То ли перерезать горло, то ли…

Чису всхлипнул и вытер нос рукавом — Кору приняла решение.

— Служка, — сказала она, подойдя сзади, тихо. — Посмотри на меня.

Чису повернулся медленно. У него была простоватая, усталая и потерянная физиономия, круглые глаза и клок волос, низко свисающий на лоб. Встретив мрачный взгляд Кору, Чису явно увидел в ней не женщину или рабыню, а разгневанного волка — он смутился до слёз, зашарил глазами по земле, схватился руками за подол балахона, пробормотал куда-то в сторону:

— Прохладно как-то стало, да? Ночь совсем свежая будет…

— Тебе не больно, Чису? — спросила Кору, чувствуя брезгливую жалость. — Скажи честно.

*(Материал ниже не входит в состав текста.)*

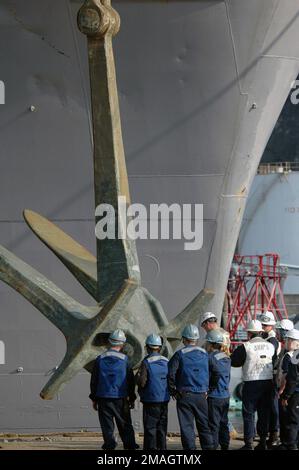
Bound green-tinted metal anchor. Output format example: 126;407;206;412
0;0;213;399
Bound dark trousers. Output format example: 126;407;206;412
177;392;214;450
208;397;230;450
283;392;299;449
143;402;168;450
242;380;272;442
98;398;136;449
256;383;279;435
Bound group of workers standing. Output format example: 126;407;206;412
90;312;299;450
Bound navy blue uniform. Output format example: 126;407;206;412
136;352;170;450
208;351;231;450
279;351;291;442
168;346;214;449
281;361;299;450
89;349;136;449
263;333;280;436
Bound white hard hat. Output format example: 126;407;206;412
201;312;217;325
246;320;263;333
260;311;276;326
285;328;299;341
275;318;294;331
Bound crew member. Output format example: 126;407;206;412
276;329;299;448
272;318;294;446
168;325;214;449
136;333;170;450
89;330;138;450
201;312;230;348
231;320;274;450
257;311;281;449
206;330;231;450
279;330;299;450
275;318;294;349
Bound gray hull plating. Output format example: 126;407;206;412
0;0;299;430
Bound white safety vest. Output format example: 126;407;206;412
242;337;275;382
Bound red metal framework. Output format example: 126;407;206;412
225;253;287;343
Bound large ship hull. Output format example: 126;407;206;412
0;0;299;430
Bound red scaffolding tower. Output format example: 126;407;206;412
225;253;287;344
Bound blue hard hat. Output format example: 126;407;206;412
145;333;162;346
182;324;199;340
109;330;127;346
206;330;224;344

Служка покосился на неё, пожал плечами, развёл руки:

— Что ты спрашиваешь?

— Предавать больно, я слыхала, — сказала Кору холодно.

И тут Чису, наконец, не выдержал и разрыдался. Его трясло ужаса и раскаяния, он кусал пальцы, вытирал лицо рукавами балахона, подвывал — и никак не мог взять себя в руки.

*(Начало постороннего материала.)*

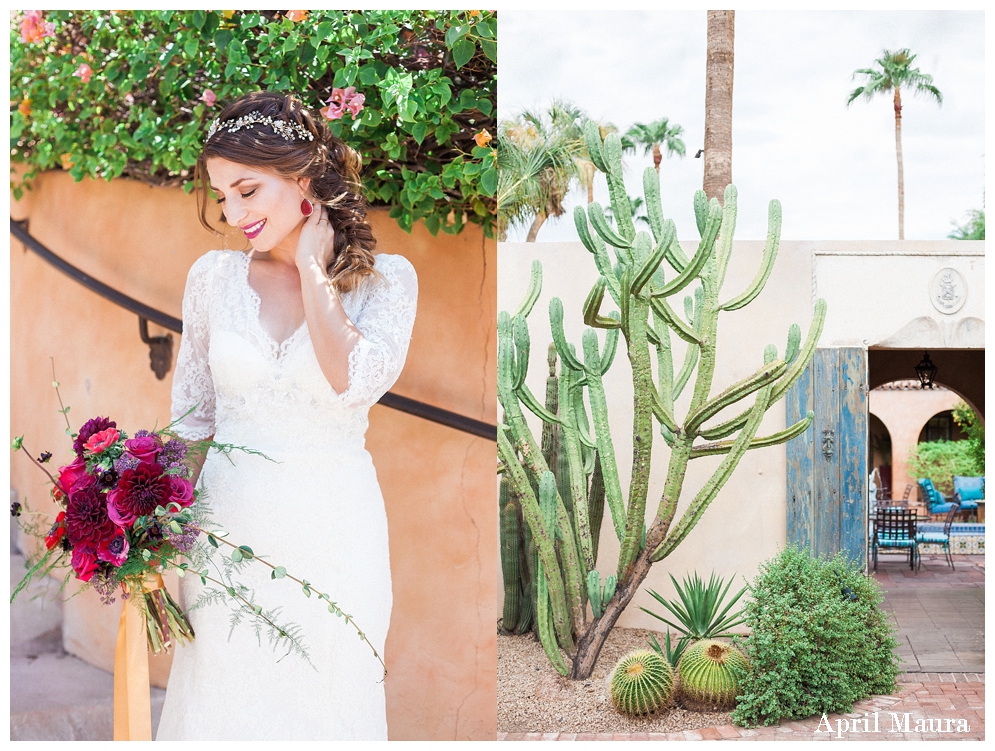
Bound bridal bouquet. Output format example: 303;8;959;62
11;417;208;653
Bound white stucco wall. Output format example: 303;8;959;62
498;241;984;628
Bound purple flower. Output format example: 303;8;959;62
73;417;117;458
97;528;131;566
114;453;141;475
159;438;187;470
124;430;162;462
165;527;200;553
66;483;117;548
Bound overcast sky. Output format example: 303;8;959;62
498;10;985;242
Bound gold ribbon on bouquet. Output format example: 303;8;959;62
114;574;165;741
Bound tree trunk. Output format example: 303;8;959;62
570;545;653;681
525;211;546;243
895;86;905;240
703;10;736;201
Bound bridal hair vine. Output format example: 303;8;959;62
204;112;314;145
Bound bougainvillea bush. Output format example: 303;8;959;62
732;546;898;727
10;10;497;235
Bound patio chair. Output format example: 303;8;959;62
871;508;918;573
916;503;960;571
954;475;985;519
919;477;954;519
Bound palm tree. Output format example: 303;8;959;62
625;117;685;174
702;10;736;202
846;48;943;240
497;101;586;242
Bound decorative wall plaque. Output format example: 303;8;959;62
929;267;967;315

— Убьёшь меня, да? — с трудом выговорил между всхлипами. — Убьёшь?

— Тебе рано умирать, — отрезала Кору. — Ты пойдёшь со мной и всё расскажешь. Всем, кому велю.

— Так меня и зарежут! Твои друзья, твои хозяева…

— Не ори. Просто — иди за мной. Пока тебя резать не за что.

Чису шмыгнул носом, вытер и его рукавом и поплёлся за Кору. Разговаривать с «нашими» Львятами.

Запись №143-02; Нги-Унг-Лян, Лянчин, местечко Радзок, усадьба Львёнка Хотуру ад Гариса.

Ри-Ё пытается втолковать бестелесному рабу, что нам нужна подушка. Раб, забитое тощее существо, похожее на в одночасье состарившегося подростка, то ли не понимает, то ли не может её предоставить — он только пожимает плечами и мотает головой. Тогда Ри-Ё сворачивает свой плащ.

— Вам надо поспать, Учитель, — говорит он. — А я покараулю.

— Да что ты, Ри-Ё, — говорю я, — будто мы с тобой вдвоём ночуем в дикой пустыне! Всё тихо и мирно, к тому же волки нас охраняют.

— Никто не спит, — возражает Ри-Ё. — Мало ли, что…

Это не так. Львята Льва спят без задних ног: Эткуру многовато выпил, а Элсу устал, и ему по-прежнему нездоровится. Волки и девочки тоже собираются спать, а кое-кто уже успел задремать. Только Анну и Ар-Нель тихонько беседуют, сидя рядом с нишкой, в которой горит в жиру, налитом в медную почерневшую плошку, маленький огонёк.

Лунный свет падает длинными полосами сквозь узкие и высокие бойницы окон. Коптилки, как им и полагается, еле коптят, пахнет жирным нагаром, потом, сеном, затхлыми тряпками и — чуть-чуть — благовониями северян.